If you get yourself out on the streets during Pohela Baishakh, you will surely find a lot of music in the air along with the Mangal Shobhajatra, masks, banner, placard, festoons, etc.
As history says, the colourful procession we popularly know as Mangal Shobhajatra was started by Charupith in Jessore in 1985. Later in 1989, the Faculty of Fine Arts, University of Dhaka arranged this Mangal Shobhajatra with different motives and themes. Different cultural organizations and bands also perform on this occasion and fairs celebrating Bengali culture are organized throughout the country. During this occasion, Dhaka wears a different look on that day. Let’s take a look at where Dhakaites flock the most on the 14th of April.
Chhayanaut’s Bengali New Year celebration activities start as soon as dawn breaks, under the big banyan tree at Ramna, with the song “Esho he Boishakh” by Rabindranath Tagore. Mangal Shobhajatra begins early in the morning. Some of the cultural events are music and drawing competition, acting, drama, boat racing, etc.
The show will also feature vibrant musical and dance recitals of different genres by Chhayanaut artistes. Bangladesh Television and some private television channels telecasts the show live.
Bangladesh Shilpakala Academy arranges an elaborated programme featuring solo and group dances, songs performances and recitals at the Nandan Mancha in the evening to welcome the Bengali New Year.
The programme features traditional Puthi Path (folk recitation) by traditional artistes. Besides, the programme presents songs, poems and dance in solo and group recitals by eminent and young artistes.
Charukala (Dhaka University’s Faculty of Fine Arts), Bakultala
The Dhaka University Mangal Shobhajatra tradition started in 1989 when students used the procession to overcome their frustration with the military rule. They organize the procession with mask, festoon and different types of replicas of elephant, folk tiger, colourful birds, fish, goats, horse and others from its premises with at least three themes, one highlighting evil, another courage, and a third about peace. It also highlighted the pride of Bangladeshi people for their folk heritage irrespective of religion, creed, caste, gender or age.
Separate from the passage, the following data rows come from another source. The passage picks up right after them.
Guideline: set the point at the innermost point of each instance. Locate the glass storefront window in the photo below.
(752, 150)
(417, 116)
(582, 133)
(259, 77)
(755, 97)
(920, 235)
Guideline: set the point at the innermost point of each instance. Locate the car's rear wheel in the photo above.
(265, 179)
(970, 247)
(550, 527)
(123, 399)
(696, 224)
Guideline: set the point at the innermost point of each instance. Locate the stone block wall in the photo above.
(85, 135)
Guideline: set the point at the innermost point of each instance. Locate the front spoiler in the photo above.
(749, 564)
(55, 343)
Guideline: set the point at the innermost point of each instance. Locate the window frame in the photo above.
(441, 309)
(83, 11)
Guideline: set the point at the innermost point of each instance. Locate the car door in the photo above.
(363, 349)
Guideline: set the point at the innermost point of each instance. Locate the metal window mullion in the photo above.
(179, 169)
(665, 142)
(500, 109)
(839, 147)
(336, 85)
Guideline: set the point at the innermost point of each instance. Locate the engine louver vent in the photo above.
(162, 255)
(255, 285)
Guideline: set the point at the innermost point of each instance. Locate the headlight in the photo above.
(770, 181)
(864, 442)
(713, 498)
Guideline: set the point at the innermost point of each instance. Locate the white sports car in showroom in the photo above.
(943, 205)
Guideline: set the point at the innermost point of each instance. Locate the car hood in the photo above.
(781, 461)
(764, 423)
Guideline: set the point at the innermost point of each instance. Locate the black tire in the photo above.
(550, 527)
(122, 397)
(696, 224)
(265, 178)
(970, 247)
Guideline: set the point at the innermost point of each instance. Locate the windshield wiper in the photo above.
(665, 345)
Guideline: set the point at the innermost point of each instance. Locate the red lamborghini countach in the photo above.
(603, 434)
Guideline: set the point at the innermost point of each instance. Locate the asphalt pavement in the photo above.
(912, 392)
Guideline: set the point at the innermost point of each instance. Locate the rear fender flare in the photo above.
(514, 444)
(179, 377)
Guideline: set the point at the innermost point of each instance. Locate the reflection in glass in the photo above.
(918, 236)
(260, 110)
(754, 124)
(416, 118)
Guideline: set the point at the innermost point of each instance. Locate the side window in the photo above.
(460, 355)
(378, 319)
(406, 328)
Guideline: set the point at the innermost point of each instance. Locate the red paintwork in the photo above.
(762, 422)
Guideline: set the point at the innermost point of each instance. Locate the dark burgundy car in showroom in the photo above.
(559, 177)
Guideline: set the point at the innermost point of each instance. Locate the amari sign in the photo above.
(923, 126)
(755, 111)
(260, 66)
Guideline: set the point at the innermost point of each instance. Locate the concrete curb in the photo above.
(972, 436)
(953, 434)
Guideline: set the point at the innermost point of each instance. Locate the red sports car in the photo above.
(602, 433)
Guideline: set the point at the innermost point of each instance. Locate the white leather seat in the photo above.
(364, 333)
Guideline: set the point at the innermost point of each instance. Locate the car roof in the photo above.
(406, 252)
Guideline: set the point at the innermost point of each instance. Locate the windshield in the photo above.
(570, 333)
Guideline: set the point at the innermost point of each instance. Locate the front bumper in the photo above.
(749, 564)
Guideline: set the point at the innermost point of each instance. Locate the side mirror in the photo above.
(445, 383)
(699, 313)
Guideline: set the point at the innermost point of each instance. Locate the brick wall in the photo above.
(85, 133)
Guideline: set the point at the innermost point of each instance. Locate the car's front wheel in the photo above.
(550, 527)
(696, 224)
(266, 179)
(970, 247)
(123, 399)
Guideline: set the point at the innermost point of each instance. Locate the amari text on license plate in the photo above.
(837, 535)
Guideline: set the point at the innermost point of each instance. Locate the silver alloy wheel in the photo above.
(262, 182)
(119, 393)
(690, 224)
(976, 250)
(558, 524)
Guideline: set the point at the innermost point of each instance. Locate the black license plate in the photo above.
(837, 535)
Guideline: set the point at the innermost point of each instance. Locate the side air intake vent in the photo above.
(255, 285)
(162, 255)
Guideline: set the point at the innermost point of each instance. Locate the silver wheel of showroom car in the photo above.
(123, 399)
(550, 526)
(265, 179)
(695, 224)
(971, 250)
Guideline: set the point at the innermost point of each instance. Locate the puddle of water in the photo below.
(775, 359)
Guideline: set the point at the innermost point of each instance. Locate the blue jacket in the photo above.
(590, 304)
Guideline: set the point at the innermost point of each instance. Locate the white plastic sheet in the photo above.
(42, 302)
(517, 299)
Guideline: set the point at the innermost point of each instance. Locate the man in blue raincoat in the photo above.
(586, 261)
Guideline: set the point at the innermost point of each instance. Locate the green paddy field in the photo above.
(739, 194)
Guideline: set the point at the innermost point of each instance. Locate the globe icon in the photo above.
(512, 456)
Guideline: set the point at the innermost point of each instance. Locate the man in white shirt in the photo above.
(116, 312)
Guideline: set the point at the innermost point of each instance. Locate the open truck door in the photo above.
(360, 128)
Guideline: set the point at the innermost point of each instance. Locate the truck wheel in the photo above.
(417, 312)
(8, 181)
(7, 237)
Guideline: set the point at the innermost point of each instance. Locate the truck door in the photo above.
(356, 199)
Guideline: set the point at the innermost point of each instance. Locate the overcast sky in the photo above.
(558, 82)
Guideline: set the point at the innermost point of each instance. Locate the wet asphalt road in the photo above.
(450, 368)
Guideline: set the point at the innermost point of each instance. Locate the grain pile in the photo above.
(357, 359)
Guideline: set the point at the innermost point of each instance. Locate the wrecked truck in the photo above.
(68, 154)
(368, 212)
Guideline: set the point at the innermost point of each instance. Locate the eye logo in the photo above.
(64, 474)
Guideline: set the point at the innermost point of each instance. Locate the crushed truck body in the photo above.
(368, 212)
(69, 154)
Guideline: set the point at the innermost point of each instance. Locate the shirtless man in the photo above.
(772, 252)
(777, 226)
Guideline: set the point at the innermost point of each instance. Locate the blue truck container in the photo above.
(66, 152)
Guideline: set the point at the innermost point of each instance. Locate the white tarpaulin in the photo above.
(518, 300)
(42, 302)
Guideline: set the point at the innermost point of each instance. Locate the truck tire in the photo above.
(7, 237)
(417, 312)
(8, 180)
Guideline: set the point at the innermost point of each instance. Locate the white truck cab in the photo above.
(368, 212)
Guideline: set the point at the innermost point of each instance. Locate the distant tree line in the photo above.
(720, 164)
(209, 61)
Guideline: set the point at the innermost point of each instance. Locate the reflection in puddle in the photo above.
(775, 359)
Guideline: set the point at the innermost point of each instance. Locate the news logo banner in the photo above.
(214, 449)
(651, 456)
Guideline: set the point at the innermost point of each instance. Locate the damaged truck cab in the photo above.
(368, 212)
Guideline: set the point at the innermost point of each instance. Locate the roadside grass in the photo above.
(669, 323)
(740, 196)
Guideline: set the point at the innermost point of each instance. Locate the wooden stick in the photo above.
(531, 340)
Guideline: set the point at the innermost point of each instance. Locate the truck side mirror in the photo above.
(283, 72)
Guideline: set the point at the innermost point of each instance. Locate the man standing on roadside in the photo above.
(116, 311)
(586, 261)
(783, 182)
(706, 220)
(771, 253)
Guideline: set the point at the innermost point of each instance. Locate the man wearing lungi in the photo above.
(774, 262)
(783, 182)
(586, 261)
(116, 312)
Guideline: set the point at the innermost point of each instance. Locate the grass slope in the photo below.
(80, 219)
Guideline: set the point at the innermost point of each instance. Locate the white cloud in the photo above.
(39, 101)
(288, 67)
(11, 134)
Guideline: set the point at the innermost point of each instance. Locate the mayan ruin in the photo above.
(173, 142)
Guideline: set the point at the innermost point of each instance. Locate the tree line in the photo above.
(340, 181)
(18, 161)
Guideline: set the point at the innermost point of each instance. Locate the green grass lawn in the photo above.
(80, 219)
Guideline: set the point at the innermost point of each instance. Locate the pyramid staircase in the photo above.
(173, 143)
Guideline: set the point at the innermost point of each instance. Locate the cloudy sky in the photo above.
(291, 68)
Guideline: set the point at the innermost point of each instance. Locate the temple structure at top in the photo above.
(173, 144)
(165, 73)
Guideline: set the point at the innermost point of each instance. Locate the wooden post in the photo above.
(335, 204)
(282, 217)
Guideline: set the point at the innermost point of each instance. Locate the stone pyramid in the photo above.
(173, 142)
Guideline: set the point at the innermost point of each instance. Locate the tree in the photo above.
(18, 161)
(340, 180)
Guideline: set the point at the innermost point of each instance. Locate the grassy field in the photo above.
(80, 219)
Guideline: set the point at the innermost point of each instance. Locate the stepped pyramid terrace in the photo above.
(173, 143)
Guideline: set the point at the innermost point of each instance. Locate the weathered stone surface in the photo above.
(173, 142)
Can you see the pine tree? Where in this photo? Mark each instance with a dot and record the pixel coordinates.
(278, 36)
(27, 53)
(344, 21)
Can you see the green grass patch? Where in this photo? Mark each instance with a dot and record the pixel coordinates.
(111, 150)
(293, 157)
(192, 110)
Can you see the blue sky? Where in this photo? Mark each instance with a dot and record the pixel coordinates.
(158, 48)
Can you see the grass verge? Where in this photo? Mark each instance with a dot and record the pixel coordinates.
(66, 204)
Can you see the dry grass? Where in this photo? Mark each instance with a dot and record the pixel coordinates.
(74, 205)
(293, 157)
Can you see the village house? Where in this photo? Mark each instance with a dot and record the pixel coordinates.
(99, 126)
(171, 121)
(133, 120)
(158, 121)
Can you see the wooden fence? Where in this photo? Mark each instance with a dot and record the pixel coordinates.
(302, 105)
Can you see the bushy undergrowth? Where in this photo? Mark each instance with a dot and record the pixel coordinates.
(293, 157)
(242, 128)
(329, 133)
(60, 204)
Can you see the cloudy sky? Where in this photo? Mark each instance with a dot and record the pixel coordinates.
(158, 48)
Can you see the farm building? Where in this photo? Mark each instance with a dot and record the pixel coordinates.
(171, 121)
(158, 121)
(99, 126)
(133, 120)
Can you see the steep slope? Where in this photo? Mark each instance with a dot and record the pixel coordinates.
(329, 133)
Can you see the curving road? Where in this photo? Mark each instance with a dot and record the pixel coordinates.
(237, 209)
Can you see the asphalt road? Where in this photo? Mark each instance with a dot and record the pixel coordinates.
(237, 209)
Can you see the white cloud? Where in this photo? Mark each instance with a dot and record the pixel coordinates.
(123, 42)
Alongside this, a Boishakhi Festival takes place at Charukala. The day-long festival features various stalls selling items, cultural artifacts, etc, along with popular rural rides such as the Nagordola (the Bengali Ferris Wheel, only faster.)
Starting at early morning, Bangla Academy organizes a day long combined programme along with Dhaka University’s Faculty of Fine Arts. Streets become colorful as the students of the Faculty of Fine Arts of Dhaka University take out a procession, which is one of the major attractions of Pahela Baishakh programs.
The procession walks from the Fine Arts Faculty to Shahbagh and then back to the university’s Teachers Students Center (TSC). Thousands of people, in traditional and bright attires, join the procession. Students of fine arts bring many colorful banners, festoons, mascots and replicas of birds and animals based on traditional folklores of the country.
Rabindra Sharabar, adjacent to Dhanmondi Lake, is another place to celebrate the day with great emphasis. A concert is organized right before the day which runs all the night and another phase of the programme starts as soon as the sun rises. Folk songs, Pitha Utshab, burning Fanush (lanterns) hoping the best things for the upcoming year takes place in the lake area. A district based stage-drama competition is organised in the evening.
Still, there are other places holding several programs, special events and food festivals all over the city and the country. But, recently the government has ordered all the Pohela Baishakh programmes to stop right after 5pm because of the current security issues all over the country. Hoping for the best, we expect to overcome the issues in upcoming year.